(DOM FERNAND ISABELLE BEATRIX GUZMAN)
DOM FERNAND
Madame, enfin le Ciel à mon amour propice,
N'a pu de vos desseins approuver l'injustice,
Ni souffrir plus longtemps qu'un ordre rigoureux
Privât de votre vue un Amant malheureux.
Il a fait naître exprès une telle rencontre,
Aujourd'hui malgré vous à mes yeux il vous montre,
Et m'offre la douceur dont un destin jaloux
M'a tantôt empêché d'aller jouir chez vous.

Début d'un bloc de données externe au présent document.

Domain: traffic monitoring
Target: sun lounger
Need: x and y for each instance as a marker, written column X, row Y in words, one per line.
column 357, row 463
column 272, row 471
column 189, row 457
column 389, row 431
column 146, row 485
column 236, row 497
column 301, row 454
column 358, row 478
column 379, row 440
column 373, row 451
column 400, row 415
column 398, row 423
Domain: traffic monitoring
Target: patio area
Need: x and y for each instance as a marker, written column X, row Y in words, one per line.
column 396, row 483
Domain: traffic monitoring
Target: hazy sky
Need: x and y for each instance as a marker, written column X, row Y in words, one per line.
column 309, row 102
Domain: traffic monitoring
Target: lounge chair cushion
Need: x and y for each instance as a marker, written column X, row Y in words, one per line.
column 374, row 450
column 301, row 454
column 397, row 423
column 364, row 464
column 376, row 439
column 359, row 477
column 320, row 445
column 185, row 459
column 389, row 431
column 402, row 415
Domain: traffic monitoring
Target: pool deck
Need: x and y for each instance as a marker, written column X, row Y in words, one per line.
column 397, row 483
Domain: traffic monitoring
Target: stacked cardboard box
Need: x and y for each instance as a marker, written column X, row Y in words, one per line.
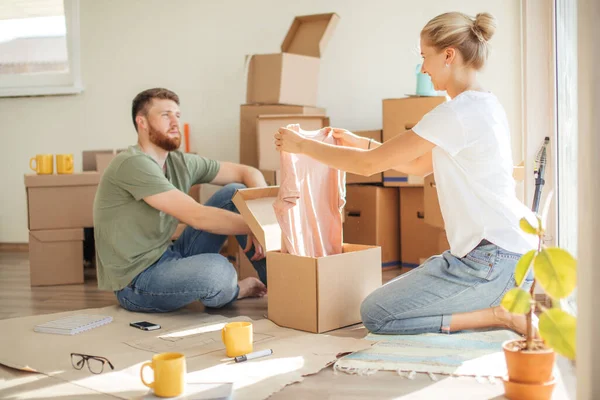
column 282, row 89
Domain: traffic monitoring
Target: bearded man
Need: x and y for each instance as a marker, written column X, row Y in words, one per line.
column 140, row 200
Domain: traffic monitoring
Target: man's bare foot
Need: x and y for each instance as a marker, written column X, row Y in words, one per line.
column 515, row 322
column 251, row 287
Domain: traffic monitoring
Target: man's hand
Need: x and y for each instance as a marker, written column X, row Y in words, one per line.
column 259, row 252
column 347, row 138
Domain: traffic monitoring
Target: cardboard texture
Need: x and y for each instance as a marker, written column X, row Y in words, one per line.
column 246, row 269
column 61, row 201
column 417, row 239
column 56, row 257
column 433, row 213
column 267, row 125
column 197, row 335
column 400, row 115
column 292, row 77
column 377, row 178
column 88, row 158
column 305, row 293
column 372, row 218
column 248, row 115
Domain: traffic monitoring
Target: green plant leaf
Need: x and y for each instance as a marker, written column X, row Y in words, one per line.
column 558, row 329
column 556, row 271
column 523, row 266
column 526, row 227
column 517, row 301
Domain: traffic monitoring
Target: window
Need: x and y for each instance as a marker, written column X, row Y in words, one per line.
column 566, row 96
column 39, row 47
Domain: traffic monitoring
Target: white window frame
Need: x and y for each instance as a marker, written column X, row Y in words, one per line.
column 51, row 83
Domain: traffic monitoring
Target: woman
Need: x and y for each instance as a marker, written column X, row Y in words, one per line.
column 466, row 143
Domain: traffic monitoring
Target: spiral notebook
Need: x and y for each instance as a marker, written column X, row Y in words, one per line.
column 73, row 324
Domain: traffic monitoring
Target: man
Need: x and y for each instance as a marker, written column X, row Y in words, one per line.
column 141, row 198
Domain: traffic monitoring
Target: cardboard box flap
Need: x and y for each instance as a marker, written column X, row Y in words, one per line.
column 256, row 206
column 75, row 179
column 309, row 34
column 58, row 235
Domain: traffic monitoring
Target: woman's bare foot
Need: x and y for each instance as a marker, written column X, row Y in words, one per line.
column 515, row 322
column 251, row 287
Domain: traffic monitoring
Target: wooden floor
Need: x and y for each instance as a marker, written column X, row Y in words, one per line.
column 18, row 299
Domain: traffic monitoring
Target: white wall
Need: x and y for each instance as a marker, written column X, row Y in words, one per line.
column 197, row 49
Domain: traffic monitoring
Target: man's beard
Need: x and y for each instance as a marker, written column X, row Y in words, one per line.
column 162, row 140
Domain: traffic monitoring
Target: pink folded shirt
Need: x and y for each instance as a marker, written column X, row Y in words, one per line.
column 310, row 202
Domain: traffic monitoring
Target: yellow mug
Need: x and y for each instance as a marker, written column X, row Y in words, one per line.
column 44, row 164
column 237, row 337
column 169, row 374
column 64, row 163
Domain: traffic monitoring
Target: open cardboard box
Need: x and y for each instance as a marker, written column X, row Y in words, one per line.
column 268, row 125
column 292, row 76
column 305, row 293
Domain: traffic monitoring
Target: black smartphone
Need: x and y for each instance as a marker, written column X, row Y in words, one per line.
column 145, row 325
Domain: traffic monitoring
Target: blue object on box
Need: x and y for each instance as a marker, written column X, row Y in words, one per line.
column 424, row 84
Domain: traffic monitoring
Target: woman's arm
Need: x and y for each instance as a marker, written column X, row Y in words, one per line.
column 401, row 150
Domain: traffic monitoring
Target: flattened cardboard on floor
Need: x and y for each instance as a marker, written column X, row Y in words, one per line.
column 248, row 115
column 400, row 115
column 305, row 293
column 61, row 201
column 376, row 178
column 372, row 218
column 292, row 77
column 56, row 257
column 267, row 126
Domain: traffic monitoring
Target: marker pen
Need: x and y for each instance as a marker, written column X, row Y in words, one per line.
column 256, row 354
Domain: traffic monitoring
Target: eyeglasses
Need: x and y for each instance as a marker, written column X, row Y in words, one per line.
column 95, row 363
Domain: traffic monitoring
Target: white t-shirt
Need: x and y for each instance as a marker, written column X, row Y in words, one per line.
column 473, row 168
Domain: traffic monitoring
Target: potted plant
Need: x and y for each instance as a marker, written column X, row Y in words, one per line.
column 530, row 361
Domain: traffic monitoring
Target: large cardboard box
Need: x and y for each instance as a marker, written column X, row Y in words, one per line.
column 248, row 116
column 56, row 257
column 400, row 115
column 292, row 77
column 61, row 201
column 310, row 294
column 376, row 178
column 417, row 239
column 372, row 218
column 267, row 125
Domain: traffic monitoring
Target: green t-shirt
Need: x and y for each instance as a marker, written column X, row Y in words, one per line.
column 129, row 234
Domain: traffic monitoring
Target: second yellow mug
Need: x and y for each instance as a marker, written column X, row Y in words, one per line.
column 238, row 338
column 64, row 163
column 44, row 164
column 169, row 374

J'ose au moins me flatter de vous voir assez bonne,
Pour consentir au bien que le hasard me donne,
Et ne murmurer pas, que contre mon espoir
Il accorde à mes vœux le plaisir de vous voir.
ISABELLE
Pour vous le faire croire, il suffit de vous dire
Que plus je vous connois, et plus je vous admire.
Les divertissements que vous vous choisissez
Ne trouveront jamais qui les estime assez,
Votre agréable humeur galamment les ordonne ;
Mais afin d'épargner votre double personne,
À qui d'elle avec vous parlai-je maintenant ?
Est-ce à Dom Dionis, ou bien à DOM FERNAND ?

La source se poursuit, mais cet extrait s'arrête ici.